Theater archives

Trouble in Store

by

Bigger isn’t always better. First a one-act in Madison, Wisconsin, then a hit at last year’s Fringe,
Walmartopia has metastasized into a full-length, opulent Off-Broadway production; the strain in the transition shows. The musical indicts the world’s largest retailer for some legitimately outrageous conduct, like union-busting and systematic sexual discrimination, while also making easier, less compelling complaints: It’s tacky, it promotes mass culture. The first act’s muckraking energy gets dissipated as the second develops a fairly tired sci-fi premise, sending rebel mother-and-daughter staffers Vicki and Maia (Cheryl Freeman and Nikki M. James) into the capitalist-totalitarian world of 2036; it’s something like a Futurama episode scripted by Katrina vanden Heuvel.
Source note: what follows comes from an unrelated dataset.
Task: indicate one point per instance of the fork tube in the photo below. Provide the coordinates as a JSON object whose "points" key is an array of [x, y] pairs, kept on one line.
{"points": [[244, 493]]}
Solid musical numbers, briskly arranged by director Daniel Goldstein and choreographer Wendy Seyb, keep the show from dragging. Freeman emotes gloriously in her showcase songs, and she’s backed by a sharp supporting cast, with John Jellison as the villainous Scott Smiley a standout. But thin characterizations and thinner politics—Wal-Mart, after all, is more symptom than cause of our unhappy consumerist present—leave Walmartopia seeming ultimately less imaginative than the intricate inventory systems of its gargantuan adversary.